Wraparound in unsigned arithmetic operation

The following MISRA violations appeared while analyzing the following code:

#define z  (USHORT)14745

#define Convert(x) ((((USHORT)x*(unsigned short)1000) + ((z) / (USHORT)2)) /(z))

static const USHORT array [2] = 

{
   Convert(176), -> Line "1"
   Convert(206)  -> Line "2"
};

The following MISRA violations are detected on both lines "1", "2":

Integral promotion : unsigned short promoted to unsigned int. REFERENCE - ISO:C90-6.2.1.1 Characters and Integers
Constant: Wraparound in unsigned arithmetic operation. MISRA-C:2004 Rule 12.11; REFERENCE - ISO:C90-6.1.2.5 Types
The result of this cast is implicitly converted to another type.

My question is: Why there will be a wraparound in this operation ?!

Note: When I am checking the values of array with debugger:

array [2] = 
{
  12,
  14
}

which are the correct values.

Solution

It is related to Integral Promotion:

Integer types smaller than int are promoted when an operation is performed on them. If all values of the original type can be represented as an int, the value of the smaller type is converted to an int; otherwise, it is converted to an unsigned int.

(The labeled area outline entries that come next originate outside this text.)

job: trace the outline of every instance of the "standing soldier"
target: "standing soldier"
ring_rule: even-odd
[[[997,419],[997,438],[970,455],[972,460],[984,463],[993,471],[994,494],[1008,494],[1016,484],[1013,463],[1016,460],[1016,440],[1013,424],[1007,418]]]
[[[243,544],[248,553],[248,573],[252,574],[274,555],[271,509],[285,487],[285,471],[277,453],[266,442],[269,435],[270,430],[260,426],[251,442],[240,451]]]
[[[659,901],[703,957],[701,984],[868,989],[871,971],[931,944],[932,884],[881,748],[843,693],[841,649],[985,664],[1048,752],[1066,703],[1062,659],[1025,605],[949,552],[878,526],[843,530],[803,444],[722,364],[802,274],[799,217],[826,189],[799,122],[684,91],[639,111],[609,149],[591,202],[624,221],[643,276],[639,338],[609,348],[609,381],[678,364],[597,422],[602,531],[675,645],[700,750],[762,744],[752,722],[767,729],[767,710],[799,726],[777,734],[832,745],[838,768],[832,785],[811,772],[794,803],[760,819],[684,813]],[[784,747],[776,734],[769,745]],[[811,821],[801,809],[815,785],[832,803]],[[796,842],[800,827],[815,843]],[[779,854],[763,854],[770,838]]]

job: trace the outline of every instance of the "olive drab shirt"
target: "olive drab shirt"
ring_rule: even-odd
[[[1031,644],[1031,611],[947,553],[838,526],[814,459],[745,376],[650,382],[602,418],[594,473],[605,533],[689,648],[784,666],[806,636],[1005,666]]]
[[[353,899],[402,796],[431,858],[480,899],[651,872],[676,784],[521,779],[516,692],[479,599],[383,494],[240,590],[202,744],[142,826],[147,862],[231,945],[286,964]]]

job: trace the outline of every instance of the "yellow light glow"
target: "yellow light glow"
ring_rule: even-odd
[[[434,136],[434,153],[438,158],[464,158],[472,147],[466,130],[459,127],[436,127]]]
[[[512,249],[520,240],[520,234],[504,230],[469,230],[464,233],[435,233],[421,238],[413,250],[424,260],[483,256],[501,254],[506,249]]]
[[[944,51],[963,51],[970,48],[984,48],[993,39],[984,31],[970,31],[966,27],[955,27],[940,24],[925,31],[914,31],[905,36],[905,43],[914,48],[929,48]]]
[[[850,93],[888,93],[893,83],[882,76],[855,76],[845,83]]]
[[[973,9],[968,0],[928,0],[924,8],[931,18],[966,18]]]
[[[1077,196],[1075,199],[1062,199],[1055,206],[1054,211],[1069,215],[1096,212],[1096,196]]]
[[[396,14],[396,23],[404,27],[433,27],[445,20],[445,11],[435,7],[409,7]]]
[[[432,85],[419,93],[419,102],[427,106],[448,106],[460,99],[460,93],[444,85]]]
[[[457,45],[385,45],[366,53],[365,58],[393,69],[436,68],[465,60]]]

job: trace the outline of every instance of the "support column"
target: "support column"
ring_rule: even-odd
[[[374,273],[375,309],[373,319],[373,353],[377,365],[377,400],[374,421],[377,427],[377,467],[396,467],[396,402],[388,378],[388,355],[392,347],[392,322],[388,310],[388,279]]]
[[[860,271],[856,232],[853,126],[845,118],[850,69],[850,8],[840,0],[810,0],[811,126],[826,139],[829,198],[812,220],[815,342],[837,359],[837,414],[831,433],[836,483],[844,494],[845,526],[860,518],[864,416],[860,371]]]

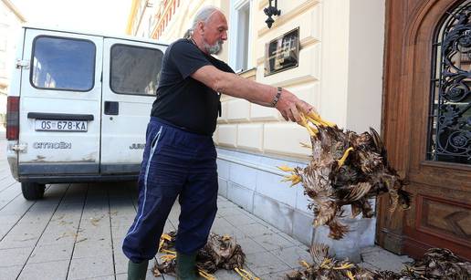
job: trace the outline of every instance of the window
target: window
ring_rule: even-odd
[[[232,1],[229,64],[236,70],[245,71],[250,66],[250,6],[252,1]]]
[[[427,160],[471,164],[471,1],[446,13],[433,44]]]
[[[120,94],[155,95],[162,57],[159,49],[114,45],[111,47],[111,90]]]
[[[95,52],[95,44],[89,40],[37,36],[31,84],[45,89],[89,91],[94,84]]]

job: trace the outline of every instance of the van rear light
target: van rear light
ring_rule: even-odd
[[[6,99],[6,140],[16,140],[19,136],[19,97]]]

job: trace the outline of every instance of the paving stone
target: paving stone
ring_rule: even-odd
[[[246,238],[246,235],[238,228],[230,224],[225,219],[216,219],[213,223],[213,227],[211,228],[211,232],[219,235],[228,234],[236,240]]]
[[[382,270],[400,272],[403,266],[403,260],[401,256],[382,250],[378,246],[361,250],[361,255],[364,263],[368,263]]]
[[[41,233],[27,233],[25,227],[13,228],[0,242],[0,249],[32,248],[37,243]]]
[[[64,260],[39,264],[28,263],[17,279],[66,279],[69,262],[69,260]]]
[[[256,223],[246,214],[226,216],[225,219],[229,222],[229,223],[236,227]]]
[[[366,269],[370,269],[370,270],[381,270],[379,267],[376,267],[370,263],[364,263],[364,262],[358,264],[358,266],[363,267]]]
[[[127,226],[129,228],[134,222],[135,217],[136,217],[136,213],[129,213],[126,215],[111,216],[111,226],[112,227]]]
[[[120,248],[115,248],[114,251],[114,269],[117,274],[123,274],[128,272],[128,257],[122,253]],[[153,265],[153,264],[152,264]]]
[[[112,275],[113,262],[109,257],[95,256],[72,259],[68,279],[84,279]]]
[[[219,196],[219,197],[221,197],[221,196]],[[223,208],[235,208],[235,207],[238,207],[238,206],[229,200],[217,202],[217,208],[219,210],[223,209]]]
[[[256,275],[285,271],[290,267],[269,252],[247,254],[246,264]]]
[[[31,251],[33,251],[33,248],[0,250],[0,267],[25,264]]]
[[[70,260],[73,244],[50,244],[37,246],[31,254],[27,263],[47,263],[52,261]]]
[[[0,259],[2,257],[0,256]],[[16,279],[22,269],[23,264],[0,267],[0,280]]]
[[[277,249],[271,253],[293,269],[301,266],[299,261],[312,263],[312,257],[306,246]]]
[[[238,244],[240,244],[242,251],[246,254],[267,251],[267,249],[262,247],[260,244],[258,244],[256,242],[255,242],[252,238],[247,237],[247,238],[244,238],[244,239],[237,239],[236,243]]]
[[[285,279],[285,276],[288,274],[290,274],[292,272],[294,272],[293,269],[276,272],[273,274],[267,274],[267,275],[260,275],[260,279]]]
[[[289,241],[290,243],[294,244],[295,245],[297,246],[310,246],[310,242],[308,244],[302,244],[301,242],[299,242],[298,240],[288,235],[287,233],[281,233],[281,232],[276,232],[277,233],[278,233],[279,235],[281,235],[283,238],[285,238],[286,240]]]
[[[268,227],[259,223],[246,224],[245,226],[241,226],[240,230],[249,237],[273,233]]]
[[[92,256],[111,257],[112,247],[110,241],[88,241],[78,242],[75,244],[74,254],[72,258],[83,258]]]
[[[293,243],[288,241],[287,239],[281,237],[281,235],[275,233],[255,236],[253,239],[267,251],[296,246]]]
[[[240,212],[238,207],[225,207],[217,210],[217,215],[221,217],[240,215],[242,213]]]
[[[87,278],[87,279],[93,279],[93,280],[115,280],[115,276],[114,275],[105,275],[105,276],[99,276],[99,277],[91,277],[91,278]]]

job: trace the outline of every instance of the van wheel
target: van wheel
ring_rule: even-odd
[[[44,196],[46,185],[37,182],[22,182],[21,192],[27,201],[40,200]]]

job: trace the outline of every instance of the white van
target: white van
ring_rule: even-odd
[[[136,180],[167,45],[25,26],[7,160],[27,200],[54,182]]]

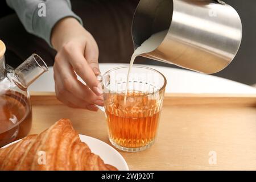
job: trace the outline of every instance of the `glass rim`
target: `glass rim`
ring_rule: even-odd
[[[113,71],[117,70],[117,69],[122,69],[122,68],[129,68],[129,67],[130,67],[129,65],[124,65],[124,66],[117,67],[114,68],[113,69],[110,69],[109,71],[106,71],[104,74],[103,74],[102,77],[104,77],[107,74],[110,73],[111,72],[113,72]],[[150,69],[151,71],[154,71],[155,72],[157,72],[159,74],[160,74],[160,75],[161,75],[162,77],[164,79],[164,84],[163,84],[163,86],[162,86],[162,87],[159,89],[158,89],[158,90],[155,91],[155,92],[152,92],[152,93],[146,93],[146,94],[142,94],[142,95],[133,96],[133,97],[144,97],[144,96],[149,96],[149,95],[154,95],[154,94],[155,94],[156,93],[159,93],[159,92],[163,92],[164,90],[164,89],[166,88],[166,84],[167,84],[166,78],[164,76],[164,75],[163,75],[163,74],[161,72],[160,72],[159,71],[157,71],[155,69],[151,68],[150,68],[150,67],[146,67],[146,66],[141,66],[141,65],[134,65],[134,66],[133,66],[133,67],[132,67],[131,69],[133,69],[133,68],[143,68],[143,69]],[[118,95],[123,95],[123,93],[121,94],[121,93],[115,93],[115,94],[117,94]]]

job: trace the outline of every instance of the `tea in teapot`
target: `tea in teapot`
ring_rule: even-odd
[[[32,54],[15,69],[5,64],[5,46],[0,40],[0,147],[26,136],[32,124],[28,86],[48,70]]]

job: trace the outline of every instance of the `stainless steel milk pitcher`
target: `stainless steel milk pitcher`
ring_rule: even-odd
[[[141,0],[133,20],[134,49],[166,30],[159,47],[141,56],[209,74],[232,61],[242,40],[239,15],[222,1]]]

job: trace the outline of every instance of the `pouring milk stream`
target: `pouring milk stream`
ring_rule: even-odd
[[[152,35],[148,39],[146,40],[141,46],[138,47],[133,53],[131,57],[131,61],[130,61],[130,67],[128,70],[127,81],[126,81],[126,88],[125,89],[125,96],[127,95],[128,93],[128,84],[129,81],[129,75],[131,70],[133,67],[133,63],[136,57],[139,55],[151,52],[155,49],[160,44],[164,37],[167,35],[168,30],[162,31],[160,32],[157,32]],[[126,102],[126,97],[125,97],[125,103]]]

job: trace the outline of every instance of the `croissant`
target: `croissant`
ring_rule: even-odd
[[[0,170],[117,170],[82,142],[69,119],[0,149]]]

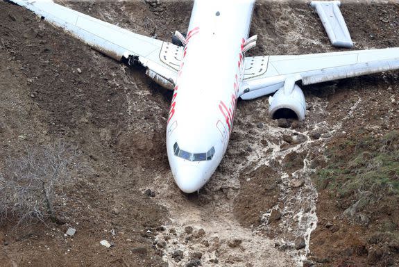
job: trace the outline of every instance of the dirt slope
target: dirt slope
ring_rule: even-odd
[[[185,31],[192,6],[59,2],[162,40]],[[399,46],[397,3],[343,1],[356,49]],[[1,266],[195,266],[200,258],[203,266],[295,266],[307,255],[305,264],[398,264],[395,247],[374,257],[384,241],[367,243],[378,223],[343,217],[334,189],[315,186],[332,162],[325,147],[398,128],[397,72],[304,88],[307,119],[289,128],[268,118],[266,97],[240,101],[222,163],[198,195],[186,195],[166,156],[170,92],[19,7],[0,2],[0,167],[26,144],[60,138],[80,147],[87,166],[57,203],[66,224],[2,227]],[[253,55],[337,50],[305,2],[258,2],[251,31],[259,35]],[[396,233],[391,214],[382,218]],[[74,238],[64,236],[69,226]]]

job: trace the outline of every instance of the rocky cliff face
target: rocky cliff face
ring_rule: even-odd
[[[60,1],[135,32],[185,32],[192,3]],[[399,46],[396,1],[343,2],[355,49]],[[31,13],[0,3],[0,167],[60,138],[86,171],[64,225],[2,227],[10,266],[393,266],[398,262],[398,72],[303,87],[304,122],[239,101],[227,154],[182,194],[164,145],[171,93]],[[253,55],[337,51],[305,2],[257,3]],[[149,191],[148,189],[150,189]],[[69,226],[73,238],[64,236]],[[107,239],[114,246],[106,248]]]

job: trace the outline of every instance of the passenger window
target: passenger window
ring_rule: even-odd
[[[173,152],[175,156],[190,161],[210,161],[214,154],[214,147],[212,148],[206,153],[192,154],[180,149],[177,142],[173,145]]]
[[[181,150],[179,152],[179,157],[182,158],[184,159],[187,159],[187,161],[191,161],[192,159],[192,154],[187,152],[187,151]]]
[[[193,161],[206,161],[206,153],[194,154]]]

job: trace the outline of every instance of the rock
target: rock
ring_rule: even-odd
[[[295,240],[295,248],[296,250],[302,250],[306,247],[306,243],[303,236],[298,236]]]
[[[312,139],[317,140],[317,139],[320,139],[320,138],[321,137],[321,134],[320,134],[320,133],[315,132],[315,133],[312,134],[310,137],[312,138]]]
[[[190,234],[193,232],[193,227],[192,227],[191,226],[187,226],[185,228],[185,232],[187,234]]]
[[[242,243],[242,240],[239,239],[239,238],[233,238],[233,239],[230,239],[228,241],[228,242],[227,243],[227,245],[232,248],[237,248],[239,245],[241,245],[241,243]]]
[[[328,222],[325,224],[325,228],[330,228],[331,227],[332,225],[334,225],[332,223]]]
[[[269,222],[275,222],[281,218],[281,213],[278,209],[271,211],[270,217],[269,218]]]
[[[373,264],[380,261],[383,256],[383,251],[381,248],[377,246],[372,246],[368,249],[368,256],[367,260],[369,263]]]
[[[305,259],[305,261],[302,261],[302,264],[303,267],[312,267],[314,266],[314,263],[312,261]]]
[[[138,254],[139,255],[143,256],[146,255],[148,253],[147,248],[144,247],[135,248],[132,249],[132,252],[134,254]]]
[[[278,119],[277,120],[277,126],[281,128],[288,128],[290,125],[287,119]]]
[[[114,213],[114,214],[115,214],[115,215],[118,215],[118,214],[119,214],[119,213],[120,213],[120,211],[119,211],[119,210],[117,208],[114,207],[114,208],[112,209],[112,213]]]
[[[159,241],[157,242],[157,248],[167,248],[167,243],[164,241]]]
[[[201,260],[198,259],[192,259],[186,264],[186,267],[194,267],[194,266],[202,266]]]
[[[199,230],[196,231],[196,232],[193,234],[193,236],[196,238],[201,238],[201,237],[203,237],[205,234],[205,230],[201,228]]]
[[[180,250],[176,250],[172,252],[172,258],[176,262],[179,262],[183,258],[183,252]]]
[[[292,143],[293,143],[292,136],[290,136],[287,135],[287,134],[285,134],[282,136],[282,140],[284,140],[285,142],[288,143],[289,144],[292,144]]]
[[[301,144],[307,141],[307,138],[303,134],[298,134],[292,138],[292,141],[294,144]]]
[[[198,251],[194,252],[192,254],[190,254],[190,258],[192,258],[192,259],[201,259],[201,258],[202,258],[202,253]]]
[[[289,181],[289,186],[294,187],[294,188],[298,188],[299,187],[303,186],[305,184],[305,181],[299,179],[293,179]]]
[[[154,197],[155,196],[155,193],[151,189],[147,189],[144,191],[144,194],[151,197]]]
[[[104,247],[106,248],[111,248],[112,245],[114,245],[114,244],[110,243],[110,242],[107,241],[106,240],[101,240],[100,241],[100,244],[103,245]]]
[[[338,225],[332,225],[331,228],[330,228],[330,231],[331,231],[332,233],[335,233],[336,232],[338,232],[338,230],[339,230],[339,227]]]
[[[292,122],[292,124],[291,124],[291,129],[298,128],[298,120],[294,120],[294,122]]]
[[[67,234],[69,236],[74,236],[75,235],[75,233],[76,232],[76,229],[72,227],[69,227],[68,228],[68,229],[67,230]]]

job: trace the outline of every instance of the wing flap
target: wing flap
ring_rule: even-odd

So that, the macro Convert(206) [((((unsigned short)206*(unsigned short)1000) + ((z) / (USHORT)2)) /(z))] will be executed as following:

"206" will be promoted to signed int.
"1000" will be promoted to signed int.
The operation "206 * 1000" will be performed and the result will be of type signed int also -> "206000".
z, 2 will be promoted to signed int.
The operation z / 2 will be performed and the result will be of type signed int -> "14745 / 2" = "7372" 6."206000" + "7372" will be performed and the result will be of type signed int -> 213372
"213372" will be divided by "14745" resulting "14"